There are two ways to recover in such a situation:
If the timestamp conflict resolution rules described in Resolving Replication Conflicts are sufficient to guarantee consistency for your application, then you can restart the failed system and allow the updates from the failed database to propagate to the surviving database. The conflict resolution rules prevent more recent updates from being overwritten.
Re-create the failed database, as described in Recovering a Failed Database. If the database must be re-created, the updates in the log on the failed database that were not received by the surviving database cannot be identified or restored. In the case of several surviving databases, you must select which of the surviving databases is to be used to re-create the failed database. It is possible that at the time the failed database is re-created, the selected surviving database may not have received all updates from the other surviving databases. This results in diverging databases. The only way to prevent this situation is to re-create the other surviving databases from the selected surviving database.
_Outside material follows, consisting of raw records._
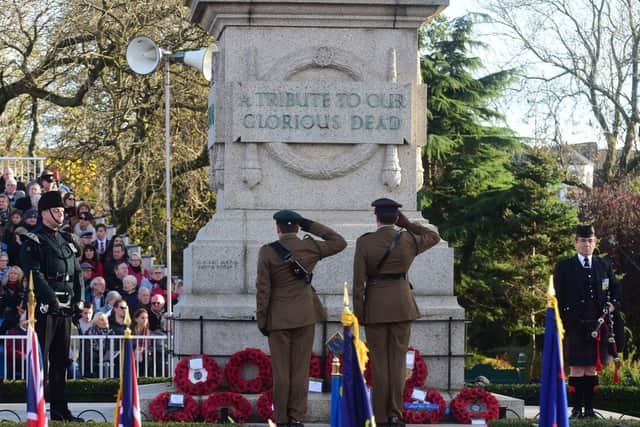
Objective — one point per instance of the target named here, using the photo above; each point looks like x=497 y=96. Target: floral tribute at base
x=474 y=403
x=190 y=384
x=424 y=416
x=159 y=411
x=233 y=371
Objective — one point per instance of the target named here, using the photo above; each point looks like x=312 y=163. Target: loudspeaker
x=143 y=55
x=201 y=59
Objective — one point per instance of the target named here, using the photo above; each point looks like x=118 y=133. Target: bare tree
x=64 y=77
x=585 y=52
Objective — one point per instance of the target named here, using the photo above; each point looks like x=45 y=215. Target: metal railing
x=26 y=169
x=91 y=356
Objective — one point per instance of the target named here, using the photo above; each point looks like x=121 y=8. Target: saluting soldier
x=287 y=307
x=585 y=285
x=51 y=256
x=384 y=303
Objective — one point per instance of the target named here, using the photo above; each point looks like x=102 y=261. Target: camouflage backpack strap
x=73 y=241
x=22 y=232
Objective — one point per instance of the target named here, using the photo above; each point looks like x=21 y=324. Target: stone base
x=319 y=404
x=219 y=275
x=234 y=329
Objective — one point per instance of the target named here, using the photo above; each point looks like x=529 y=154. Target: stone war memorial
x=317 y=107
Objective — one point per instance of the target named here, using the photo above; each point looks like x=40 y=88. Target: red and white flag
x=36 y=412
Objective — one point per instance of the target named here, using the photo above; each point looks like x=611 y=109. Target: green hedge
x=611 y=398
x=85 y=390
x=574 y=423
x=94 y=424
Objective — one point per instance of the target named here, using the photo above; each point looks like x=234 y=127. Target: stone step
x=319 y=404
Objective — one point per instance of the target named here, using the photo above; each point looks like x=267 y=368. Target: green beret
x=287 y=217
x=585 y=230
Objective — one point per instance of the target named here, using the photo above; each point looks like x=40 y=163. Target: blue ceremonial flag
x=127 y=413
x=336 y=400
x=356 y=406
x=36 y=413
x=553 y=391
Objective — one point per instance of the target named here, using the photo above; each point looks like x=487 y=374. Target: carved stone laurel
x=391 y=170
x=216 y=172
x=354 y=69
x=324 y=56
x=333 y=167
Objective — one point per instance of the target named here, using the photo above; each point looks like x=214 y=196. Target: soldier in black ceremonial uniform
x=587 y=290
x=51 y=257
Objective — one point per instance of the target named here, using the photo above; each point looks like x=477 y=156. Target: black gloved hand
x=306 y=224
x=77 y=309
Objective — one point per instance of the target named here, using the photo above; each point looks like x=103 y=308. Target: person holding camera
x=50 y=256
x=287 y=307
x=587 y=290
x=384 y=303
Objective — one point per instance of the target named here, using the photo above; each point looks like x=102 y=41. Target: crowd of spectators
x=115 y=281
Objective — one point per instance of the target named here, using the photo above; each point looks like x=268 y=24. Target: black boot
x=60 y=411
x=575 y=396
x=590 y=387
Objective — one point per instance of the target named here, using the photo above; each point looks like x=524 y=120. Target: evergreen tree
x=493 y=200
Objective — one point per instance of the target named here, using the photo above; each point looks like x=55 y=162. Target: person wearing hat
x=287 y=307
x=585 y=285
x=47 y=181
x=384 y=303
x=50 y=256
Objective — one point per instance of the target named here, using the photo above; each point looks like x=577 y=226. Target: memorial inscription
x=321 y=112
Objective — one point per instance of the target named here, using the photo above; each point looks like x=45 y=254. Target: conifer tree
x=495 y=200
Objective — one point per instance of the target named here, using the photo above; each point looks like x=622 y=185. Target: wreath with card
x=475 y=403
x=235 y=368
x=198 y=375
x=414 y=414
x=160 y=410
x=238 y=408
x=315 y=366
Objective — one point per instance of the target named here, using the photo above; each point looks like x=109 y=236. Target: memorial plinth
x=317 y=107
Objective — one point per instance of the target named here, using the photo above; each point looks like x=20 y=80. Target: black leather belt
x=60 y=277
x=382 y=277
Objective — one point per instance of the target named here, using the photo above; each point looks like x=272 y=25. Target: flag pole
x=31 y=303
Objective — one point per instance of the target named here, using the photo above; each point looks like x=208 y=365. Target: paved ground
x=104 y=412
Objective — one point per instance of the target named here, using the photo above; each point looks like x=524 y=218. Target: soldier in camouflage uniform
x=50 y=255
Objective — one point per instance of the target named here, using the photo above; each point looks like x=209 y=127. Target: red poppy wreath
x=474 y=403
x=238 y=407
x=159 y=411
x=234 y=368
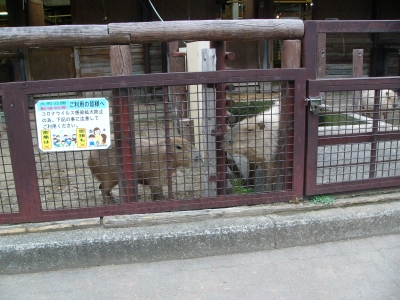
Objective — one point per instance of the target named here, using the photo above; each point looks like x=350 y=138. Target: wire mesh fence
x=358 y=136
x=152 y=147
x=8 y=197
x=163 y=156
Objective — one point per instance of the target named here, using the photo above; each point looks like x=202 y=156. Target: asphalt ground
x=367 y=268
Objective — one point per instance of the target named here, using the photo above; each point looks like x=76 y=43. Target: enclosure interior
x=237 y=141
x=358 y=136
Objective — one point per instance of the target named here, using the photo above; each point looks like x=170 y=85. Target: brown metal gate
x=42 y=186
x=352 y=143
x=351 y=146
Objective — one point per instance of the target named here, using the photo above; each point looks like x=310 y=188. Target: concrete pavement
x=367 y=268
x=194 y=234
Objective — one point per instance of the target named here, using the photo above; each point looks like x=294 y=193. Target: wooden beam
x=59 y=36
x=210 y=30
x=148 y=32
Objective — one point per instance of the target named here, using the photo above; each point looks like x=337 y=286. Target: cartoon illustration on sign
x=72 y=124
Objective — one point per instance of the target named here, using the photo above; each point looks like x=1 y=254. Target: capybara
x=151 y=164
x=387 y=102
x=257 y=139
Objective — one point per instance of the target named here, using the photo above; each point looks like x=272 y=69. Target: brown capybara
x=151 y=165
x=387 y=102
x=256 y=138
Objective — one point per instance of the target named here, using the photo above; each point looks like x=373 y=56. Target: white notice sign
x=73 y=124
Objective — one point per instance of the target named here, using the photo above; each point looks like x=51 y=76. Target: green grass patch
x=322 y=199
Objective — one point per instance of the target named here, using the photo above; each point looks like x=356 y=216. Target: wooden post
x=358 y=56
x=321 y=55
x=123 y=116
x=291 y=58
x=208 y=124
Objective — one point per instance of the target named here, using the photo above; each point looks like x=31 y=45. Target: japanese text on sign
x=73 y=124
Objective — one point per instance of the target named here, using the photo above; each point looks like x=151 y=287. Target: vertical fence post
x=123 y=116
x=184 y=125
x=208 y=123
x=220 y=107
x=358 y=56
x=291 y=58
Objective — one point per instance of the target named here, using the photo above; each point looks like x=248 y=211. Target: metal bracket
x=314 y=103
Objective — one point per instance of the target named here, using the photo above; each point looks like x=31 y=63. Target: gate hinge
x=314 y=103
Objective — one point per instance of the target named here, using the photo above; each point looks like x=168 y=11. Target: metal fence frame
x=15 y=107
x=314 y=60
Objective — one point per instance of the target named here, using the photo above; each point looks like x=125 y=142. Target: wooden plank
x=207 y=125
x=59 y=36
x=210 y=30
x=147 y=32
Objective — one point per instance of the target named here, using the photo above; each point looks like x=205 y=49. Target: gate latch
x=314 y=103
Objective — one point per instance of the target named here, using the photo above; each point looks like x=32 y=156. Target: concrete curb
x=256 y=231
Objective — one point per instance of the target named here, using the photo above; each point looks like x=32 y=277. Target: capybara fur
x=257 y=139
x=387 y=103
x=151 y=165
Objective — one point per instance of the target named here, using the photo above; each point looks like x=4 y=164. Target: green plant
x=240 y=188
x=322 y=199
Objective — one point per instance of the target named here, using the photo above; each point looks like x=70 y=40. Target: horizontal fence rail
x=146 y=32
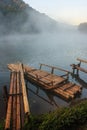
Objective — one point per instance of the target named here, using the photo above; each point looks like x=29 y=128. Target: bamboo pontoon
x=51 y=82
x=18 y=106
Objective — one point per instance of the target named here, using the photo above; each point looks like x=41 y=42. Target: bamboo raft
x=18 y=106
x=49 y=81
x=78 y=67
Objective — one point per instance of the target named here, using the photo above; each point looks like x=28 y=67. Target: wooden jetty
x=78 y=67
x=49 y=81
x=18 y=106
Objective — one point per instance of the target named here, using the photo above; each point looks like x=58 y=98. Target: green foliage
x=61 y=119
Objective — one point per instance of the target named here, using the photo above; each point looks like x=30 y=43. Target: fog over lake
x=58 y=49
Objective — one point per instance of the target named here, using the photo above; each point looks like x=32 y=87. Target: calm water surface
x=59 y=49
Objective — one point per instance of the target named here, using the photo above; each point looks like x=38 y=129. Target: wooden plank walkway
x=18 y=106
x=51 y=82
x=78 y=66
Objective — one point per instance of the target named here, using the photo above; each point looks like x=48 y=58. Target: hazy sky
x=69 y=11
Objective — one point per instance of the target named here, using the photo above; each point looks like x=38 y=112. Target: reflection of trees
x=51 y=100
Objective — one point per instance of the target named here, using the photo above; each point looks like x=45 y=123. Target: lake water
x=57 y=49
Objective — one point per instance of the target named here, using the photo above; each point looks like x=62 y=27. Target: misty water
x=58 y=49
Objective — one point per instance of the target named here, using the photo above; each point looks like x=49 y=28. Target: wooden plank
x=25 y=98
x=9 y=108
x=14 y=104
x=18 y=120
x=81 y=60
x=56 y=68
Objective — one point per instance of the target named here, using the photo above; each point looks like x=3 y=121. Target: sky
x=68 y=11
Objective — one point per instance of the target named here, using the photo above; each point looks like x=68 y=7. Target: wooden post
x=25 y=98
x=5 y=96
x=18 y=121
x=40 y=66
x=52 y=71
x=5 y=93
x=78 y=69
x=9 y=108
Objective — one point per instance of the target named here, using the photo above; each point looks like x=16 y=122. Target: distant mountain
x=17 y=16
x=83 y=27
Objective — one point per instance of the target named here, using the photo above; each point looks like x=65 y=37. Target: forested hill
x=18 y=17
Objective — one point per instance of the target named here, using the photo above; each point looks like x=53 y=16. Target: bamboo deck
x=49 y=81
x=18 y=107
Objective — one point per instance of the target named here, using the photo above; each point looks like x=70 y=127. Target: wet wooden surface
x=50 y=82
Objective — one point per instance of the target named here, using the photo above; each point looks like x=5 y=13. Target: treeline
x=72 y=118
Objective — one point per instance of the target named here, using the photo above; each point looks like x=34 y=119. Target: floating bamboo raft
x=49 y=81
x=18 y=107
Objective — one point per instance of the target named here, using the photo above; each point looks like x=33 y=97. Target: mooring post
x=78 y=69
x=5 y=95
x=40 y=66
x=52 y=71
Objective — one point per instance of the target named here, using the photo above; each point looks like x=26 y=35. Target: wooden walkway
x=50 y=82
x=18 y=106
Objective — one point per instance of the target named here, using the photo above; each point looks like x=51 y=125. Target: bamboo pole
x=81 y=60
x=9 y=112
x=25 y=98
x=14 y=104
x=55 y=68
x=18 y=121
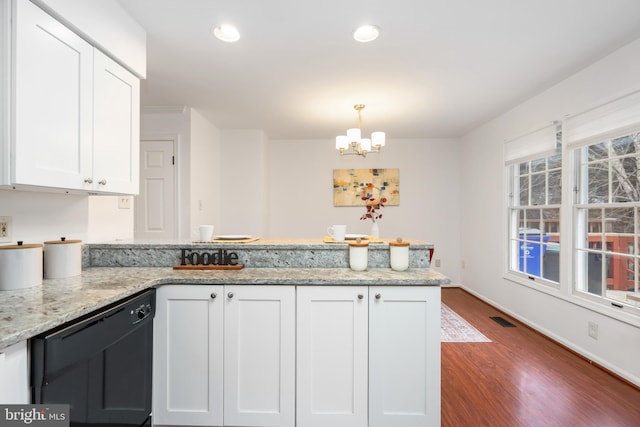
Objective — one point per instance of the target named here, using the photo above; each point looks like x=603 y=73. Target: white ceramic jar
x=62 y=258
x=358 y=255
x=399 y=254
x=20 y=266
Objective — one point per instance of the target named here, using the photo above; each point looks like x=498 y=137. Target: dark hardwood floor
x=524 y=379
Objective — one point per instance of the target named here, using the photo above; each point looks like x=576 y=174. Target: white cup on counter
x=337 y=232
x=206 y=233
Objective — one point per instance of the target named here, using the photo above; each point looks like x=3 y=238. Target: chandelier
x=359 y=146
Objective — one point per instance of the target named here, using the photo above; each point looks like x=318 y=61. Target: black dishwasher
x=99 y=364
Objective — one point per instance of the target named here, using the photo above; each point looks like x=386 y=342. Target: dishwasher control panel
x=140 y=313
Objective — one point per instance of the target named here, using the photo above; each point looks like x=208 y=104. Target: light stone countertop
x=29 y=312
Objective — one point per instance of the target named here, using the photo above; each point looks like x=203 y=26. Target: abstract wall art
x=350 y=185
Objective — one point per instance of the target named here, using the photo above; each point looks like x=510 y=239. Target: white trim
x=171 y=109
x=531 y=146
x=612 y=119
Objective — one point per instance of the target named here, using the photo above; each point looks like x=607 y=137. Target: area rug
x=455 y=329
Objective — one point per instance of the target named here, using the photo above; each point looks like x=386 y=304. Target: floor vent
x=503 y=322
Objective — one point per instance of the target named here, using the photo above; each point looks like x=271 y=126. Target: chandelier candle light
x=359 y=146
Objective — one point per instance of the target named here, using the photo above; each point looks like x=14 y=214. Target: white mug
x=337 y=232
x=206 y=233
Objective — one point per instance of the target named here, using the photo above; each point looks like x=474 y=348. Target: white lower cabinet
x=404 y=356
x=259 y=356
x=332 y=356
x=224 y=355
x=14 y=374
x=306 y=356
x=187 y=355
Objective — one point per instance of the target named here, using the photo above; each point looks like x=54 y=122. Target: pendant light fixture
x=353 y=139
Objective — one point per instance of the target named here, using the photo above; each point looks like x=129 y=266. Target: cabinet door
x=332 y=356
x=404 y=356
x=116 y=127
x=52 y=102
x=187 y=355
x=259 y=355
x=14 y=374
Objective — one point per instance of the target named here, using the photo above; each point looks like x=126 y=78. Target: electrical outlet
x=593 y=330
x=5 y=228
x=124 y=202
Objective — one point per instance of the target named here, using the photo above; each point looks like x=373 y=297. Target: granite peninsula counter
x=132 y=267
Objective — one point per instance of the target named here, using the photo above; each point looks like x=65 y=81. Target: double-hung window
x=607 y=218
x=535 y=172
x=605 y=143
In the event of a temporary network failure, you do not need to perform any specific action to continue replication.
The replication agents that were in communication attempt to reconnect every few seconds. If the agents reconnect before the master database runs out of log space, the replication protocol makes sure they do not miss or repeat any replication updates. If the network is unavailable for a longer period and the log failure threshold has been exceeded for the master log, you need to recover the subscriber as described in Recovering a Failed Database.
Failures Involving Sequences
After a network link failure, if replication is allowed to recover by replaying queued logs, you do not need to take any action.
However, if the failed host was down for a significant amount of time, you must use the
-duplicate command to repopulate the database on the failed host with transactions from the surviving host, as sequences are not rolled back during failure recovery. In this case, the
-duplicate command copies the sequence definitions from one database to the other.